Das was einst in der Schule, also in der Volksschule so verpönt war, wird dank dieses kleinen Eindringlings wieder salonfähig gemacht - das verganseln, vernandern, und das Denunziantentum. Da werden Menschen angeschwärzt, kritisch beobachtet wann sie kommen und wohin sie gehen, und selbst der Partner wird zum Feind im eigenen Bett erklärt, wenn er sich nach Feierabend, wenn er denn noch arbeiten darf, nicht steril wäscht, und Familien mit mehr als 5 Personen im Haushalt werden wohl demnächst gesplittet. Aber ich sage nichts, denke jetzt vielleicht laut, und ich spiele das alles noch mit, weil ich die Ängste der Anderen verstehen kann. Nur nicht mehr klaglos, lautlos, denn ich beginne meine Stimme zu erheben, mit vielen anderen Menschen auch.

Die Würde des Menschen ist unantastbar, meine, unser aller Würde!

Ich habe in den letzten 8 Jahren meiner Tätigkeit als Energetikerin und Selbstständige den Menschen um mich so vieles mit auf den Weg gegeben, was nun ein mikroskopisch kleiner Eindringling einfach so aulöschen möchte. 

Vertrauen wurde wieder zu Misstrauen - niemand vertraut mehr niemanden, denn er könnte ja dieses Ding in sich tragen. 

Die Würde des Menschen ist unantastbar!

Nähe und Liebe wurde wieder zu Distanz und Schuldgefühlen und diese endet nicht einmal beim Sterben - Menschen müssen alleine sterben, die größte Angst von uns allen. Man darf seine Verwandten nicht mehr besuchen, denn sie könnten sich ja infizieren, ja klar, es ist schon schlimm, wenn sich der Tod zum Sterbeprozess hinzu gesellt. Und auch wenn jemand an diesem kleinen Eindringling sterben sollte, es gibt ja diese Schutzmasken und die Handschuhe, die wir alle tragen, um uns nicht anzustecken.
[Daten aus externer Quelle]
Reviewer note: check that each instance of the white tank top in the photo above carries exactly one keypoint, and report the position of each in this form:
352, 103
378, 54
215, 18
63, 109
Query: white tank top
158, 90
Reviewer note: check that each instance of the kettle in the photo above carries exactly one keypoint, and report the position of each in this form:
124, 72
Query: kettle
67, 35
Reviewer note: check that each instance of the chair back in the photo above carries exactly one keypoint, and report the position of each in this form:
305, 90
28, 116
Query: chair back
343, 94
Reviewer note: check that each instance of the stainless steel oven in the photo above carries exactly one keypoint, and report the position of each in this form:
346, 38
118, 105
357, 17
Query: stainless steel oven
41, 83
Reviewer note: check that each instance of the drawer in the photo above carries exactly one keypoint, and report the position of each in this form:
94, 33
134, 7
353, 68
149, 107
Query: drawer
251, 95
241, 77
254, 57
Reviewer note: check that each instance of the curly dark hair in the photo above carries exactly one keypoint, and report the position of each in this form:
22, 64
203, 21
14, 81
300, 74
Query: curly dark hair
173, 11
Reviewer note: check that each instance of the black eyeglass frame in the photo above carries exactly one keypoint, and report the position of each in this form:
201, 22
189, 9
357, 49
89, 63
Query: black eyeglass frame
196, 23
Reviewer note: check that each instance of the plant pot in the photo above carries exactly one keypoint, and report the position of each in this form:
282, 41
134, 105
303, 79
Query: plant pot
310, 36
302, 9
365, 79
Das gilt natürlich beim Sterben nicht mehr.

Ich verneige mich nun einmal mehr vor allen Pflegekräften und Medizinern und schlage sie fürs österreichische Verdienstkreuz vor ( was wirklich mal eine Idee wäre bei aller Ironie) , denn sie sehen wohl jeden Tag dem Tod ins Auge, wenn sie diese Patienten behandeln und stecken bestimmt in Quarantäne, weil sie ja Kontakt hatten, oder so....hey, nur mal so, ihr macht einen tollen Job, ihr, die ihr an vorderster Front kämpft, gegen dieses kleine Ding!
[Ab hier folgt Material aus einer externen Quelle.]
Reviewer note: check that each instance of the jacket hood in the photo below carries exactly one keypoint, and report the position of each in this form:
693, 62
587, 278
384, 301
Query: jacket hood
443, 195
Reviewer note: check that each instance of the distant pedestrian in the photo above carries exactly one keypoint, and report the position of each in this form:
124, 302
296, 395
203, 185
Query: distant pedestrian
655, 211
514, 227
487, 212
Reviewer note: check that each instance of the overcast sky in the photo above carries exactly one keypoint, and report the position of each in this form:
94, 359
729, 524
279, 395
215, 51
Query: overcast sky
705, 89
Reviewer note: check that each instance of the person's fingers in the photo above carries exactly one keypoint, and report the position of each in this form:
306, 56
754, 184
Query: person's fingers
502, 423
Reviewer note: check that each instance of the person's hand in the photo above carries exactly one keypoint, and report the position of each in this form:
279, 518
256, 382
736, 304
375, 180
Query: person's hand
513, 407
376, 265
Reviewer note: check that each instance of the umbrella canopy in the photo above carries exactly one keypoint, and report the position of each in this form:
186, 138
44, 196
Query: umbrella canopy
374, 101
Die Würde des Menschen ist unantastbar!

Mein Dank gilt auch den Polizisten, jene die nicht in ihrem Machtrausch ersaufen und die das was sie einst geschworen haben ernst nehmen, nämlich Schutz zu gewährleisten. Ich verneige mich vor jedem Einzelnen von euch, ihr macht einen tollen Job um Frieden zu erhalten, wenn wir da draußen für Frieden und Freiheit, und die körperliche Unversehrtheit, sowie für die Unversehrtheit unserer Kinder marschieren. 

Die Würde des Menschen, meine, unser aller Würde ist unantastbar!
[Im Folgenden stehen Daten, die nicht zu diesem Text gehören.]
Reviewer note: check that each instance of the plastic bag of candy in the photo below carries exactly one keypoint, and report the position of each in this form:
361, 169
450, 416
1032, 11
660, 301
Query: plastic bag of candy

Ich respektiere all die Ängste die hier unterwegs sind, ich distanziere mich von jedem der das für sich so entschieden hat und respektiere seine Entscheidung. Ich gestatte aber NIEMANDEM meine Gesundheit per APP zu kontrollieren, und mir eine vermeintliche "Gesundheitsvorsorge mittels injizierens eines Serums" aufdoktrieren will, denn das geht bei allem Respekt vor den Ängsten, selbst mir, dem optimistischen Menschen der ich bin, zu weit.

Sollte dies per Verordnung oder Gesetz bestimmt werden, werde ich mich auflehnen und gegen dieses Gesetz verstoßen..

Nein, ich habe nichts zu verbergen, Nein, ich bin keine Gefährderin, und Ja, auch ich habe Rechte, und dieses Recht heißt für mich: 

Die Würde und die körperliche Unversehrtheit des Menschen, meine, unser aller Würde ist unantastbar!